Qualcomm Technologies and Google announced this week that they are expanding an existing partnership to include the creation of a new wearables solution for use with Google’s Wear OS that will be based on the increasingly popular RISC-V architecture.
The announcement comes as Qualcomm may be looking to side-step some of its future reliance on Arm IP in favor of RISC-V, an open-source instruction set architecture that can be leveraged to create chips for a variety of devices. Amid legal jousting with Arm over changes in licensing practices, Qualcomm has started to embrace RISC-V, including aligning with Google, Intel, and others in the RISC-V Software Ecosystem last spring, and joining NXP and Bosch, among others, to invest in a RISC-V hardware joint venture back in August.
The RISC-V Snapdragon Wear offering from Qualcomm is believed to be the first RISC-V-based solution for an Android operating platform.
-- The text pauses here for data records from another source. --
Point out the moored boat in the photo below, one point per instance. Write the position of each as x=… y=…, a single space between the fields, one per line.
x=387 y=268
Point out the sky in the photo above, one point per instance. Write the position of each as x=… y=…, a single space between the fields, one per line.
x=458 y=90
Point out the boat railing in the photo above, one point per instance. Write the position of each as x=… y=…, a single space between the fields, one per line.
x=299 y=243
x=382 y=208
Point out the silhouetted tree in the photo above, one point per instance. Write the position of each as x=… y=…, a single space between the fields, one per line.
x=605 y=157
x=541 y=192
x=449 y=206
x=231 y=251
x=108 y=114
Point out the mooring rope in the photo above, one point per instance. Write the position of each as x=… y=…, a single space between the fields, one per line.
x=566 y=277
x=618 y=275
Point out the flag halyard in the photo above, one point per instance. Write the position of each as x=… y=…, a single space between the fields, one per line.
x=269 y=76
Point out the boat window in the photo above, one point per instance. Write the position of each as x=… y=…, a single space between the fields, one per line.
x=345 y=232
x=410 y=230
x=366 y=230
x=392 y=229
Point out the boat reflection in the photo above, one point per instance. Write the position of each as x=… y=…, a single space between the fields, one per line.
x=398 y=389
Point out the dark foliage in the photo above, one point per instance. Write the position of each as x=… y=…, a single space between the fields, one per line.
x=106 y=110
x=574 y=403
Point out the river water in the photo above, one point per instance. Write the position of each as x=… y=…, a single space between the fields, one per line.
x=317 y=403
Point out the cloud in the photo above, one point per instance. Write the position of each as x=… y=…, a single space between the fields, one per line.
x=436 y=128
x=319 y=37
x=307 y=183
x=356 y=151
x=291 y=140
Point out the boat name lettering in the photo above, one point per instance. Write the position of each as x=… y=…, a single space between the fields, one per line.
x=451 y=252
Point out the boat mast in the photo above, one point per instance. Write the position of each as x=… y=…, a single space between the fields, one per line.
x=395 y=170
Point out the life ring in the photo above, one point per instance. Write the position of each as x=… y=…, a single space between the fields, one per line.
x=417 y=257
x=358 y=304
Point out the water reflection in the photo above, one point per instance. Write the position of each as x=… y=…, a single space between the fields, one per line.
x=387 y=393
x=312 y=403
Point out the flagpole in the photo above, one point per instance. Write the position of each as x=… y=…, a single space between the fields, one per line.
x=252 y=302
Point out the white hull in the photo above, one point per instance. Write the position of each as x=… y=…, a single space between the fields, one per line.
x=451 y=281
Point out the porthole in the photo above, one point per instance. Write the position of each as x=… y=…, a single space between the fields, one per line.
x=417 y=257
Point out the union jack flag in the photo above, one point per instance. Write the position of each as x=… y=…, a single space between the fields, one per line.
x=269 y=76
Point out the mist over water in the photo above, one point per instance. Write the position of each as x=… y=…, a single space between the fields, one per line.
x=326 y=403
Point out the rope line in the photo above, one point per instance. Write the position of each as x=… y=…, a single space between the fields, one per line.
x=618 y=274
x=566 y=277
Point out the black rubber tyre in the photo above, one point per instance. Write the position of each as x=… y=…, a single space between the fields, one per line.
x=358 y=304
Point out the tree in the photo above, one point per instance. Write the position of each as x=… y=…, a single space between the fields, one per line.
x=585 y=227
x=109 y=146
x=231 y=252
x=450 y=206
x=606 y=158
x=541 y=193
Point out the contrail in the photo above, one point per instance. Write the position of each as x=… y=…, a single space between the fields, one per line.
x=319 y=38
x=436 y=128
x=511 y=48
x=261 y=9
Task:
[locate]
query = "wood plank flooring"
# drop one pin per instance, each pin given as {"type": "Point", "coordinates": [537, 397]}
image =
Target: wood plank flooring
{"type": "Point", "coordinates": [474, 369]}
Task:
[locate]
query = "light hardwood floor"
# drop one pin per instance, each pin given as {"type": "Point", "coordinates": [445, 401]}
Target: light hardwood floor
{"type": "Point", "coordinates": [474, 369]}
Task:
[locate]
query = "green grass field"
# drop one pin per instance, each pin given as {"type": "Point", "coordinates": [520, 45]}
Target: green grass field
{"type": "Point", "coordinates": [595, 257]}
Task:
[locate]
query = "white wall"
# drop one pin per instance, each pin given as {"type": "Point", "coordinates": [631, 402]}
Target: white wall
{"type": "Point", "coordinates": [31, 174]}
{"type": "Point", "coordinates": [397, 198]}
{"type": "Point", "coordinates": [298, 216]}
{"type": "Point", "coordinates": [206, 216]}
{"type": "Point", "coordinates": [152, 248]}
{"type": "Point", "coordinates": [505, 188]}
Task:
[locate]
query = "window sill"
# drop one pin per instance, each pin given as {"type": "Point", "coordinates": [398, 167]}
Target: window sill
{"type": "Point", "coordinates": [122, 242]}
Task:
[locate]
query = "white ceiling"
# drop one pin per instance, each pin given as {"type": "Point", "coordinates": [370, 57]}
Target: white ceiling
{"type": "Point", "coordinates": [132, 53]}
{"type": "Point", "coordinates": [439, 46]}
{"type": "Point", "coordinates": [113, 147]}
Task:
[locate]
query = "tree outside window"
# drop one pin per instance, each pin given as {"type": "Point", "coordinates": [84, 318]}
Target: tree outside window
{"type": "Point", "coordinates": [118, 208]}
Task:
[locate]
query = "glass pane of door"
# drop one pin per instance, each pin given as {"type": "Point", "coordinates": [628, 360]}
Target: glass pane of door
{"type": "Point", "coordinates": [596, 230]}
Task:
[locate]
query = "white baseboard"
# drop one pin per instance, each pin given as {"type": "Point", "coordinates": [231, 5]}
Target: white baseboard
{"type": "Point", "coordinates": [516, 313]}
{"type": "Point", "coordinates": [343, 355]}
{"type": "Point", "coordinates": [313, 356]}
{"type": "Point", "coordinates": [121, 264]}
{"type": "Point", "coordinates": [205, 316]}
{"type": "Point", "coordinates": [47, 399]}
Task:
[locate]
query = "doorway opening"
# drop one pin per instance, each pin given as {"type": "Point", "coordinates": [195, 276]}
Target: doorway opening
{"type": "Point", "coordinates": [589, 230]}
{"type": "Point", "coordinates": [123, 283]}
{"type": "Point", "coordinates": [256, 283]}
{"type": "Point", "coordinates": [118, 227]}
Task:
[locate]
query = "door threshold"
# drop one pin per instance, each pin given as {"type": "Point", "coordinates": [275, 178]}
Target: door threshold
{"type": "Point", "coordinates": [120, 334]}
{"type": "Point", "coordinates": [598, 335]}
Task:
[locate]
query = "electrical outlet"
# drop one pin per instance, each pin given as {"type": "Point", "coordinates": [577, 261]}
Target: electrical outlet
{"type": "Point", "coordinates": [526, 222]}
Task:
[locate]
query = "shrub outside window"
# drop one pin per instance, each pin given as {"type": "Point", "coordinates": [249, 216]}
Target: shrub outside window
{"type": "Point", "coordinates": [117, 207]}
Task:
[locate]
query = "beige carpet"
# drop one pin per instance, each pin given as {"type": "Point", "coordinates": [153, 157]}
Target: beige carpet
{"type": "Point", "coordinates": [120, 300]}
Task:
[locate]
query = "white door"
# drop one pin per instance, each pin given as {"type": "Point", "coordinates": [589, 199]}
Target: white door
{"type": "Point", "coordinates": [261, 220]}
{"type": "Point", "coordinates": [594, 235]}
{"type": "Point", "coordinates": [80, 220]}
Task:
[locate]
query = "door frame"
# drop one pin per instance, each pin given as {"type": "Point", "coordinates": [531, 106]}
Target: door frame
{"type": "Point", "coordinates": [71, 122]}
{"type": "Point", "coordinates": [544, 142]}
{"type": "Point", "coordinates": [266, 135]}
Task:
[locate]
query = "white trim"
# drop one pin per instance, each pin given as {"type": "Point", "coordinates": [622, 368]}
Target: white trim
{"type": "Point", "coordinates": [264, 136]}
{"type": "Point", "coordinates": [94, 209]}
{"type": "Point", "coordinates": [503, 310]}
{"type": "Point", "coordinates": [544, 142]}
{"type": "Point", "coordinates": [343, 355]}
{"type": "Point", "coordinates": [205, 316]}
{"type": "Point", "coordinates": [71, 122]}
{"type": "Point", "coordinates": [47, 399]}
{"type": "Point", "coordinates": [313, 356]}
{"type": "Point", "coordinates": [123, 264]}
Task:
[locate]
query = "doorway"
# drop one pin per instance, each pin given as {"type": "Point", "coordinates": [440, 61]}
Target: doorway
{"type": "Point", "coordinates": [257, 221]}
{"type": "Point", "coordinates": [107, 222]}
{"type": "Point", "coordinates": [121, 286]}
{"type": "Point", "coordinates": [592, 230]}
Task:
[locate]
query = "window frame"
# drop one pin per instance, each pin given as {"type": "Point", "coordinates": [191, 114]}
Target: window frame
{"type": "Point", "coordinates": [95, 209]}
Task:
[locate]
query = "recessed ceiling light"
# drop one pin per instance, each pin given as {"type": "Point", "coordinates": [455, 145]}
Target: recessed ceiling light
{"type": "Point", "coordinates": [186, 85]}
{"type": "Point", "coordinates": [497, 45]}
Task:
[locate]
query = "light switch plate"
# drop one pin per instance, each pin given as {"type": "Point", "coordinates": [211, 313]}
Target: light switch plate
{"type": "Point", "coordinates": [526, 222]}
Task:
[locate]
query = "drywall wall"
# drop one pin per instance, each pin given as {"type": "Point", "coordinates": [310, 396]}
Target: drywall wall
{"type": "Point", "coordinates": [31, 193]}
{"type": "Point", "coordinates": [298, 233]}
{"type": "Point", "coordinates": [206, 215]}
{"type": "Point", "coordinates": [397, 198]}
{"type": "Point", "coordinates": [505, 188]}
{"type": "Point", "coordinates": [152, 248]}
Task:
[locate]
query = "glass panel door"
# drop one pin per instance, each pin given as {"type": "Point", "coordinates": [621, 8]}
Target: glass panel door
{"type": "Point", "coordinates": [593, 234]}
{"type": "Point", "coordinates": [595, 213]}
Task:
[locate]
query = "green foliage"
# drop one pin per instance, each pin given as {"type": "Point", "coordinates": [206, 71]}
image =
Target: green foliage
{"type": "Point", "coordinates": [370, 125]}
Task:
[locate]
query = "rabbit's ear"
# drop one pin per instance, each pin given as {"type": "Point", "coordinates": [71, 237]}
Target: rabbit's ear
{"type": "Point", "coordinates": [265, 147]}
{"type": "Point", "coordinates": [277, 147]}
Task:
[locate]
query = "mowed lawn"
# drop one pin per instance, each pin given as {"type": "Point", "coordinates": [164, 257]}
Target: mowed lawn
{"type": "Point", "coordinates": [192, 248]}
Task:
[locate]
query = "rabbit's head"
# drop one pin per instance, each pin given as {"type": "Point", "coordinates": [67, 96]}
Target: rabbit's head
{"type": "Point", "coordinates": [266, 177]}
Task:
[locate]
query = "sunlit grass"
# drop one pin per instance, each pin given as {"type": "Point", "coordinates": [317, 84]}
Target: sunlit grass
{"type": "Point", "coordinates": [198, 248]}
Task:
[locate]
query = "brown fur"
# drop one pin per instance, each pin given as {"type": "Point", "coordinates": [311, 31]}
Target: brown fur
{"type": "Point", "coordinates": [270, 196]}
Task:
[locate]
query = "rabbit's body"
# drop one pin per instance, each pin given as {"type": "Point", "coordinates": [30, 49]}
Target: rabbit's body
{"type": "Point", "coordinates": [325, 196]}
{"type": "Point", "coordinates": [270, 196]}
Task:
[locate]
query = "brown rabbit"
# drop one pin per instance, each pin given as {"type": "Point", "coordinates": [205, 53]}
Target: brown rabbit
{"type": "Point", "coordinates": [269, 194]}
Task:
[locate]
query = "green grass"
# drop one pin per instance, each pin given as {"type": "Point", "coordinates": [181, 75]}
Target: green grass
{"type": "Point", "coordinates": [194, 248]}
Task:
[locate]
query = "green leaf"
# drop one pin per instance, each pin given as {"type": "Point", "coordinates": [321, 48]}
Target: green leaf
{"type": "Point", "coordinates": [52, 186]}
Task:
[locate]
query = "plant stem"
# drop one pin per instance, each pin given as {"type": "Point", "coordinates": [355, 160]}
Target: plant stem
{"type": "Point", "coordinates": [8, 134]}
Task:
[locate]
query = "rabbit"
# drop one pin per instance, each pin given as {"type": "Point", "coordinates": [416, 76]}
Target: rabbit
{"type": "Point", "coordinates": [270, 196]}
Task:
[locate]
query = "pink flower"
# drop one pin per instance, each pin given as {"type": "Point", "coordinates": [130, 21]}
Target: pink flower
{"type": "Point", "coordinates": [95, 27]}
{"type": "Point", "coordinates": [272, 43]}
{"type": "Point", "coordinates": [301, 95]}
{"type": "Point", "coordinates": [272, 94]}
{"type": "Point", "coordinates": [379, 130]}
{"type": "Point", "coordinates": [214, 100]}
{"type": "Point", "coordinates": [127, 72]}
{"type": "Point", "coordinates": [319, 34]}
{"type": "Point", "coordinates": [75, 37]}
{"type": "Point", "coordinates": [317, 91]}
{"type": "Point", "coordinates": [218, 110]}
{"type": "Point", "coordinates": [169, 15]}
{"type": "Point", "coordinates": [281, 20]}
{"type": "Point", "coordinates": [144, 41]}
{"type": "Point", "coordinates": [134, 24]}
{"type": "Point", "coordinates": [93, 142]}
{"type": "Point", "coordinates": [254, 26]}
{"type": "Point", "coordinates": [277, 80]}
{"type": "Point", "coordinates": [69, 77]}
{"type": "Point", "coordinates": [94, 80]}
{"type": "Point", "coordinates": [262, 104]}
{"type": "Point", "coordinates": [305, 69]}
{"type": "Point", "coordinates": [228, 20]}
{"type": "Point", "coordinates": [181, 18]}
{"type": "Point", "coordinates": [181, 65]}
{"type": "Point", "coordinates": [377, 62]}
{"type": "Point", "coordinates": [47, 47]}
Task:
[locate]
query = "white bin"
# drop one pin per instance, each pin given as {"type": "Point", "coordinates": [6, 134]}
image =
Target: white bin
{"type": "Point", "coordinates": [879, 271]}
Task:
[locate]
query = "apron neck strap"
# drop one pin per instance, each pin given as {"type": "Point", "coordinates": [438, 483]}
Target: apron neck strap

Jack Gold, president and principal analyst of J. Gold Associates, has been following these RISC-V moves, and said in a LinkedIn post that the expanded collaboration between Qualcomm and Google is likely a “direct result” of the Arm licensing dispute, which could continue to drive Arm licensees toward RISC-V.
He added, “While RISC V is not yet ready for higher end processing and replacing things like smartphone processors and servers, at least not yet, it is clearly powerful enough for smaller devices like wearables and IoT devices.”
He further stated that over the next few years, RISC-V could climb up through the device and market food chain to become a significant competitor to Arm, “...and we expect Qualcomm to continue to expand its Snapdragon platform with RISC-V components.”
As tantalizing as that sounds, the new plan for wearables based RISC-V is for now pretty thin on details, with Qualcomm and Google not saying much about new devices or when the market might see them.
A statement from the companies called the arrangement “a milestone” in the ongoing development of a commercial ecosystem fr RISC-V, but added, “Commercial product launch of the RISC-V wearable-based solution timing will be disclosed at a later date.”
“We are excited to leverage RISC-V and expand our Snapdragon Wear platform as a leading silicon provider for Wear OS,” said Dino Bekis, vice president and general
manager, Wearables and Mixed Signal Solutions, Qualcomm. “Our Snapdragon Wear platform innovations will help the Wear OS ecosystem rapidly evolve and streamline new device launches.”